Le saurien géant bâilla ; sa gueule ouverte évoquait une caverne ; ses dents semblaient innombrables, et toute la bête faisait songer à l’ère des reptiles fabuleux. Il était maintenant devant le plus large défilé du camp ; les chameaux ronflaient d’épouvante ; les ânes et les chèvres se réfugiaient auprès des hommes… Attentif, ses gros yeux fixés sur un méhari, le saurien s’allongea. Peut-être hésita-t-il. Ce fut bref. Il pénétra délibérément dans le défilé… Alors, une terreur folle s’empara des bêtes esclaves, terreur comparable aux estampidas qui entraînent les troupes de chevaux dans les savanes. Quelques-unes rompirent leurs entraves ; trois chameaux fous galopaient vers le groupe des hommes…

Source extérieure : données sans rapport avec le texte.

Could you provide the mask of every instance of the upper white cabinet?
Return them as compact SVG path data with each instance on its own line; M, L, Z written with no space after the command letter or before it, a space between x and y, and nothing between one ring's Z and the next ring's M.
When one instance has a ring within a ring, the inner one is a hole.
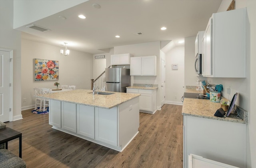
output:
M132 57L130 63L131 76L156 76L156 56Z
M130 58L133 56L130 54L120 54L111 55L111 65L129 65Z
M213 14L205 31L204 76L246 77L246 8Z
M196 41L195 42L195 57L197 54L202 54L202 48L203 47L204 44L202 43L202 39L204 34L204 31L200 31L196 35Z

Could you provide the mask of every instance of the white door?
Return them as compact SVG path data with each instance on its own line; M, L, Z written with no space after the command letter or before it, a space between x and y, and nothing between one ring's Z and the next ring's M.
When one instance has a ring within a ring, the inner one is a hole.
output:
M0 121L2 122L10 121L12 110L10 87L12 76L10 68L11 53L10 51L0 50Z
M165 103L165 60L161 59L161 106Z

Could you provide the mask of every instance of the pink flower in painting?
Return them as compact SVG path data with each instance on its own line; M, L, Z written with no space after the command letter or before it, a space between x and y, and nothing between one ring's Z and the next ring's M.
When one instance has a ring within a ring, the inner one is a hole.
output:
M39 74L36 75L36 79L41 79L41 78L42 75Z
M52 61L50 60L47 62L47 66L49 69L52 69L55 67L55 64Z
M55 73L55 72L54 71L53 71L52 70L50 70L49 71L49 73L52 75L53 75Z
M48 72L48 68L46 67L43 67L43 68L42 68L42 70L41 70L41 72L42 72L42 73L47 74Z

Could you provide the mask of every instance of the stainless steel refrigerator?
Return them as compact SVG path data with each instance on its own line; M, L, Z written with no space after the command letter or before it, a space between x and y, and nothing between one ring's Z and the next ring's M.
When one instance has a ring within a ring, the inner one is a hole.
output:
M105 72L106 90L126 93L126 87L131 86L130 69L106 68Z

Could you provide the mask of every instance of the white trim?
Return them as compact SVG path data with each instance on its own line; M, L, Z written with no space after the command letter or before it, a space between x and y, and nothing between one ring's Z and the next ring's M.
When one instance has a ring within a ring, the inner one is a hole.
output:
M5 48L0 48L0 50L7 51L10 52L10 58L12 61L10 62L10 121L14 121L13 120L13 50ZM22 115L21 115L22 118Z
M18 115L17 116L13 116L13 120L12 121L16 121L16 120L19 120L22 119L23 119L22 118L22 114Z
M165 103L166 104L175 104L183 105L183 103L182 102L173 102L172 101L166 101Z
M21 107L21 111L24 110L25 110L30 109L31 108L35 108L35 105L31 105L29 106L26 106Z

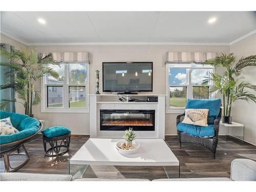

Les Noirs se portèrent à leur rencontre :

– Voilà qui pourrait nous mettre en état d’infériorité, grommela Hareton.

– Attention ! cria Guthrie.

Le saurien était dans le camp.

Il se dirigea vers le méhari qu’il avait guetté et qui, pour des raisons mystérieuses, obtenait sa préférence. Ce fut une minute saisissante parce que les autres sauriens se rapprochaient du camp.

– Puisque je suis à droite, dit Philippe à sir Georges, je vise l’œil droit.

– All right ! moi le gauche, acquiesça flegmatiquement le Britannique.

Deux détonations retentirent. Le saurien poussa une clameur de détresse et se mit à tournoyer. Une troisième balle, en crevant l’œil pinéal, l’aveugla définitivement.

Les Noirs dominaient les bêtes furtives et les plaintes furieuses du saurien immobilisaient les fauves autour de l’enceinte… Sur l’étendue bleue, l’antique splendeur des astres tremblotait doucement.

– L’homme est une bête redoutable ! conclut Guthrie.